Flinn considère ensuite les quatre facteurs mentionnés ci-dessus, lors du passage de la Dianétique à la Scientologie et note que le premier facteur, le passage aux buts transcendantaux, est marqué par le passage du but de « clair » au but visant à la reconnaissance d’un «thétan opérant » et ajoute : « Le concept de “thétan” n’indique plus une condition mentale, mais est désormais analogue au concept chrétien “d’esprit” ou “d’âme” qui est immortelle et supérieure au cerveau et à l’esprit. «(p. 98). Deuxièmement, les engrammes remontent désormais aux vies antérieures. Troisièmement, de nouvelles dynamiques furent ajoutées, pour inclure la survie des animaux, l’univers matériel, l’esprit et l’infinité. Et quatrièmement, l’électromètre fut introduit. Il en dit «De la perspective que je suggère,… il est préférable de considérer l’utilisation de l’électromètre comme un “sacrement technologique”. Tout comme ce qui poussent les chrétiens à définir un sacrement (par exemple le baptême) en tant que “signe extérieur et visible d’une grâce intérieure et invisible”, les scientologues considèrent l’électromètre comme l’indicateur externe et visible d’un état interne et invisible (“clair »).» (p. 99).

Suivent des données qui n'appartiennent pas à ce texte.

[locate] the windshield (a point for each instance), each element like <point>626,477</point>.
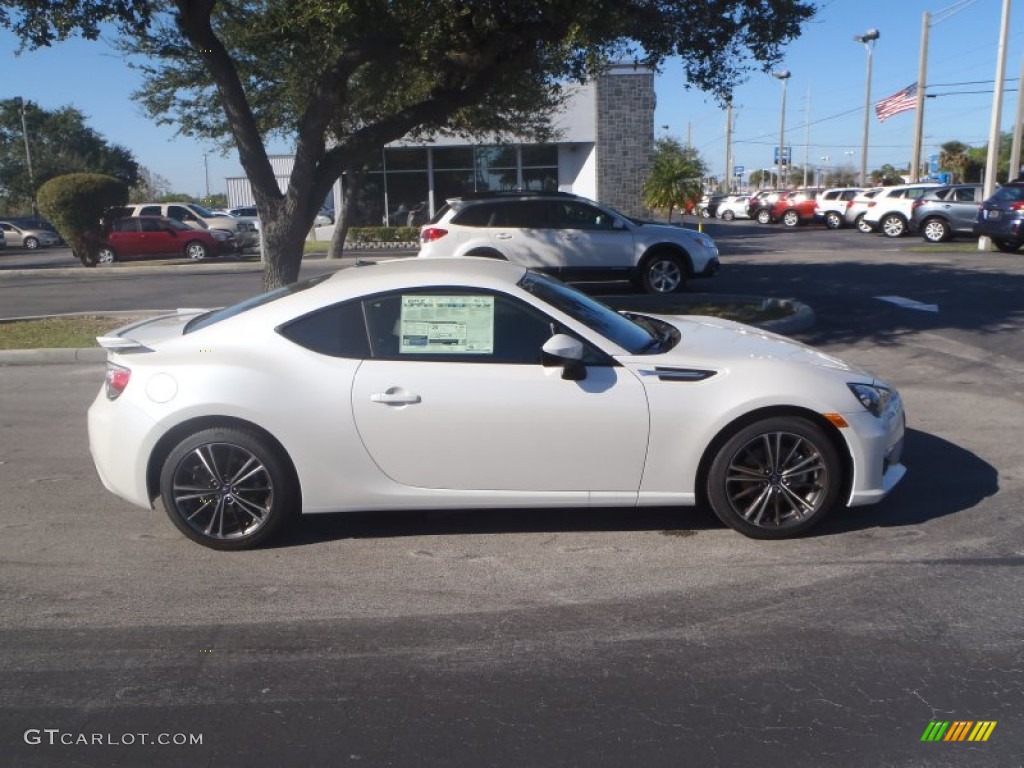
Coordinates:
<point>590,312</point>
<point>216,315</point>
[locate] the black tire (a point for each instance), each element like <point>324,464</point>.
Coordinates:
<point>663,273</point>
<point>936,230</point>
<point>751,489</point>
<point>892,225</point>
<point>1007,246</point>
<point>228,488</point>
<point>196,251</point>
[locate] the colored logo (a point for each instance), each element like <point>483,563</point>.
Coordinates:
<point>958,730</point>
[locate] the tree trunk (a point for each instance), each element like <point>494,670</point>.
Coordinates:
<point>284,239</point>
<point>349,194</point>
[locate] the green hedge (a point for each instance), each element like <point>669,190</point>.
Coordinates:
<point>383,235</point>
<point>76,203</point>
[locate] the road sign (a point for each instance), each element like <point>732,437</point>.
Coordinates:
<point>786,156</point>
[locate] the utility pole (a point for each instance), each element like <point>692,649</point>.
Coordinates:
<point>991,166</point>
<point>728,147</point>
<point>1015,152</point>
<point>919,116</point>
<point>28,156</point>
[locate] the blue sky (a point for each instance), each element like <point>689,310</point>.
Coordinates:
<point>826,64</point>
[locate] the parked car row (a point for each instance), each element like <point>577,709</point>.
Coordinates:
<point>936,212</point>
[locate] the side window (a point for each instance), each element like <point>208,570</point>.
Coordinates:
<point>478,215</point>
<point>459,326</point>
<point>179,213</point>
<point>338,331</point>
<point>151,225</point>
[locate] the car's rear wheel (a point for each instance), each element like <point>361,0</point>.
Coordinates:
<point>1007,246</point>
<point>775,478</point>
<point>893,225</point>
<point>936,230</point>
<point>663,272</point>
<point>196,251</point>
<point>227,488</point>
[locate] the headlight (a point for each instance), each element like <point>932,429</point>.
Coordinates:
<point>871,396</point>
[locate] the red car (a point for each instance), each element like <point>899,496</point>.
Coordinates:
<point>797,207</point>
<point>147,237</point>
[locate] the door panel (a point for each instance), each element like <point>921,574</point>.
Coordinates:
<point>502,427</point>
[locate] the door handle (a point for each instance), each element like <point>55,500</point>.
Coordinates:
<point>395,398</point>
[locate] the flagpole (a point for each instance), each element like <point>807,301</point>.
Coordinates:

Et Flinn ajoute ce commentaire supplémentaire :

«Le mot religion vient de religare qui veut dire “ramener ensemble”. Cela me conduit à élargir la définition de la religion à un système de croyances exprimé en symbole qui ramène ensemble les vies d’individus et/ou de groupes, qui établit un ensemble de pratiques religieuses (rituels) et qui est soutenu par un mode de vie organisé. Les croyances, les pratiques et le mode de vie lient les vies des gens, de façon à donner à leurs existences, une justification ultime. Si toutes les religions renferment des éléments rudimentaires affiliés à ces trois aspects, certaines insistent, par exemple, sur le système d’organisation, ou mode de vie plutôt que sur le système de croyances ou pratiques rituelles. Avec la Scientologie, on a l’exemple d’un groupe qui commença avec les pratiques religieuses (les techniques d’audition), puis qui développa très vite, une solide structure ecclésiastique et qui seulement après cela, formalisa son système de croyance en credo. Cela ne veut pas dire que le système de croyances n’était pas latent lors des phases précédentes de l’évolution de l’Église. Simplement, il n’était pas codifié de manière formelle [de la façon dont) la technologie de l’organisation l’était, dès le début. » (pages 104, 105)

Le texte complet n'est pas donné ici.